The intention of this section evidently was to prohibit any relief being granted to a new subsidiary corporation which has been organized by an existing corporation to handle war


LAW. Section 1408. . The Commissioner shall (when not violative of the technical military or naval secrets of the Government) have access to all information and data relating to any such contract, undertaking, or agreement, in the possession, control or custody of any department, bureau, board, agency, officer or commission of the United States, and may call upon any such department, bureau, board, agency, officer or commission for a full statement and description of any allowance for amortization, obsolescence, depreciation or loss, or of any valuation, appraisal, adjustment or final settlement, made in pursuance of any such contract, undertaking, or agreement.

Miscellaneous "Information" Returns

Corporation returns of dividends paid.-In order that the Treasury may be able to check the returns of those who receive dividends the law provides that, upon request by the Commissioner, corporations must file returns of dividends paid.

LAW. Section 254. That every corporation subject to the tax imposed by this title and every personal service corporation shall,

when required by the Commissioner, render a correct return duly verified under oath, of its payments of dividends, stating the name and address of each stockholder, the number of shares owned by him, and the amount of dividends paid to him.'.

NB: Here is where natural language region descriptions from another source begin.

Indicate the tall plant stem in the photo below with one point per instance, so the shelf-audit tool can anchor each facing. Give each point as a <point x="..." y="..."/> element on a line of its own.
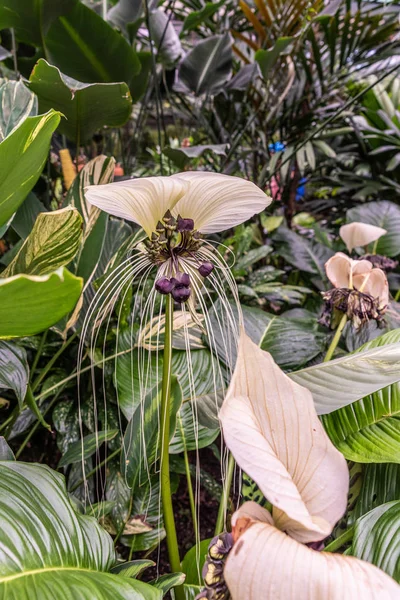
<point x="336" y="339"/>
<point x="225" y="496"/>
<point x="189" y="480"/>
<point x="168" y="512"/>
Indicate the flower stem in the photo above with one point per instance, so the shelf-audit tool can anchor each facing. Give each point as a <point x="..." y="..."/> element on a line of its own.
<point x="347" y="536"/>
<point x="189" y="480"/>
<point x="168" y="512"/>
<point x="219" y="528"/>
<point x="336" y="339"/>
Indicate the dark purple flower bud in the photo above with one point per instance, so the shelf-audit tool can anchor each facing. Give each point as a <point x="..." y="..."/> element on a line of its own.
<point x="181" y="279"/>
<point x="164" y="285"/>
<point x="185" y="224"/>
<point x="180" y="293"/>
<point x="205" y="269"/>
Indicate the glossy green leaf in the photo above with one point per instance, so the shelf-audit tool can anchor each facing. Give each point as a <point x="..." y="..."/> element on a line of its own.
<point x="86" y="447"/>
<point x="14" y="369"/>
<point x="31" y="303"/>
<point x="45" y="545"/>
<point x="377" y="538"/>
<point x="208" y="65"/>
<point x="52" y="243"/>
<point x="16" y="104"/>
<point x="22" y="157"/>
<point x="380" y="484"/>
<point x="86" y="107"/>
<point x="340" y="382"/>
<point x="382" y="214"/>
<point x="96" y="53"/>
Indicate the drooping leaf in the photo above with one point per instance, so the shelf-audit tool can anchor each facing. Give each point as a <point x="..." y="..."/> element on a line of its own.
<point x="22" y="156"/>
<point x="377" y="538"/>
<point x="31" y="303"/>
<point x="87" y="107"/>
<point x="16" y="104"/>
<point x="52" y="243"/>
<point x="46" y="545"/>
<point x="383" y="214"/>
<point x="14" y="369"/>
<point x="208" y="65"/>
<point x="340" y="382"/>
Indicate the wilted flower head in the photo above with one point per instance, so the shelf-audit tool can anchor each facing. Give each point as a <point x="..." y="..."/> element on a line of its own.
<point x="271" y="427"/>
<point x="357" y="234"/>
<point x="360" y="290"/>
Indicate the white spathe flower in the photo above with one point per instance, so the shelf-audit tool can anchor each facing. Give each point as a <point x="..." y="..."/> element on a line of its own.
<point x="344" y="272"/>
<point x="357" y="234"/>
<point x="213" y="201"/>
<point x="271" y="427"/>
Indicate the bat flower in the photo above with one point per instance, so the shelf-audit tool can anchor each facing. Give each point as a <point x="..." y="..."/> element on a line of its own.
<point x="271" y="427"/>
<point x="356" y="235"/>
<point x="360" y="290"/>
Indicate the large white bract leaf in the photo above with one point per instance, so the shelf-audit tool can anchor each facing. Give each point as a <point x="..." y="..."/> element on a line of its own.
<point x="340" y="382"/>
<point x="266" y="564"/>
<point x="271" y="427"/>
<point x="144" y="200"/>
<point x="358" y="234"/>
<point x="218" y="202"/>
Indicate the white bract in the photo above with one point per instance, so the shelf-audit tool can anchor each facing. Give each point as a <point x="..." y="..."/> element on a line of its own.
<point x="271" y="427"/>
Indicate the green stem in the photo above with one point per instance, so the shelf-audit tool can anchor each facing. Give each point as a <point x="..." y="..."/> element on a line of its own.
<point x="336" y="339"/>
<point x="189" y="481"/>
<point x="347" y="536"/>
<point x="93" y="471"/>
<point x="219" y="528"/>
<point x="168" y="512"/>
<point x="38" y="352"/>
<point x="51" y="362"/>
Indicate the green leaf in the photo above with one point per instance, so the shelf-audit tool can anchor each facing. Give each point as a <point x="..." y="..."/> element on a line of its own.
<point x="340" y="382"/>
<point x="380" y="484"/>
<point x="87" y="107"/>
<point x="31" y="303"/>
<point x="208" y="65"/>
<point x="377" y="538"/>
<point x="17" y="103"/>
<point x="142" y="436"/>
<point x="96" y="53"/>
<point x="190" y="565"/>
<point x="52" y="243"/>
<point x="267" y="59"/>
<point x="86" y="447"/>
<point x="14" y="369"/>
<point x="382" y="214"/>
<point x="182" y="156"/>
<point x="22" y="157"/>
<point x="46" y="545"/>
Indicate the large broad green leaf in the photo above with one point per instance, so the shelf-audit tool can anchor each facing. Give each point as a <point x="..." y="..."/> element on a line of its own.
<point x="86" y="107"/>
<point x="52" y="243"/>
<point x="380" y="484"/>
<point x="14" y="369"/>
<point x="17" y="103"/>
<point x="306" y="255"/>
<point x="208" y="65"/>
<point x="45" y="547"/>
<point x="31" y="303"/>
<point x="383" y="214"/>
<point x="22" y="157"/>
<point x="82" y="45"/>
<point x="340" y="382"/>
<point x="377" y="538"/>
<point x="141" y="445"/>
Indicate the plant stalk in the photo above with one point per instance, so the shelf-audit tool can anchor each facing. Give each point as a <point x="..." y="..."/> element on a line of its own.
<point x="223" y="506"/>
<point x="168" y="512"/>
<point x="336" y="339"/>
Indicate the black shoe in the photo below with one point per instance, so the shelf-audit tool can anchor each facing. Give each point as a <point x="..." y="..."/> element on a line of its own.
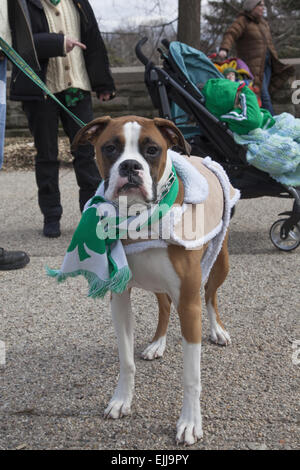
<point x="51" y="228"/>
<point x="12" y="259"/>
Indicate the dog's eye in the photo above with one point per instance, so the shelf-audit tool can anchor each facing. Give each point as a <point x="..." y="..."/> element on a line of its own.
<point x="152" y="150"/>
<point x="110" y="149"/>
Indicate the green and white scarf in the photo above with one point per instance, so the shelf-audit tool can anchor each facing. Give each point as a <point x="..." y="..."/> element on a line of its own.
<point x="96" y="250"/>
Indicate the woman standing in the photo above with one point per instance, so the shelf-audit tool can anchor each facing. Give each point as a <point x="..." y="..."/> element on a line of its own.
<point x="251" y="34"/>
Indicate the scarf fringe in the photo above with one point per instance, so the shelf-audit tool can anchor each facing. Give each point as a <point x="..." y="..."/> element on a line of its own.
<point x="97" y="286"/>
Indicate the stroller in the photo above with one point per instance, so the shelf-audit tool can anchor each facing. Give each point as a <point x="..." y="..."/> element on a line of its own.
<point x="174" y="92"/>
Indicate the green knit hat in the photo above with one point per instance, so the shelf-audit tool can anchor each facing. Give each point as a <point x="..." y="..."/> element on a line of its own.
<point x="220" y="100"/>
<point x="228" y="70"/>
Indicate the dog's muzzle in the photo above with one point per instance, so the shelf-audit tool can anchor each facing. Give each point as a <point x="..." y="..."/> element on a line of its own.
<point x="130" y="169"/>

Brokers' returns of customers' profits and losses.—

LAW. Section 255. That every individual, corporation, or partnership doing business as a broker shall, when required by the Commissioner, render a correct return duly verified under oath, under such rules and regulations as the Commissioner, with the approval of the Secretary, may prescribe, showing the names of customers for whom such individual, corporation, or partnership has transacted any business, with such details as to the profits, losses, or other information which the Commissioner may require, as to each of such customers, as will enable the Commissioner to determine whether all income tax due on profits or gains of such customers has been paid.

Copies of government contracts.

LAW. Section 1408. That every person who on or after April 6, 1917, has entered into any contract, undertaking, or agreement, with the United States, or with any department, bureau, officer, commission, board, or agency under the United States or acting in its behalf, or with any other person having contract relations with the United States, for the performance of any work or the supplying of any materials or property for the use of or for the account of the United States, shall, within thirty days after a request of the Commissioner therefor, file with the Commissioner a true and correct copy of every such contract, undertaking, or agreement.

Whoever fails to comply with such request of the Commissioner shall be guilty of a misdemeanor and shall be punished by a fine of not more than $1,000, or by imprisonment for not more than one year, or both. . . .

Returns under systems of "information at source" and "payment at source."-Returns by withholding agents, treated more in detail later, are required of the various classes of withholding agents covered by the regulations.

[Former Procedure] The 1917 law specified that the return include information regarding "the tax years and the applicable amounts in which such dividends were earned." This was necessary because in 1917 dividends were taxable at the rates which were in force during the years to which the dividends were applicable, under the rule that dividends were deemed to have been paid out of most recently accumulated surplus. (1917 law, Section 26.)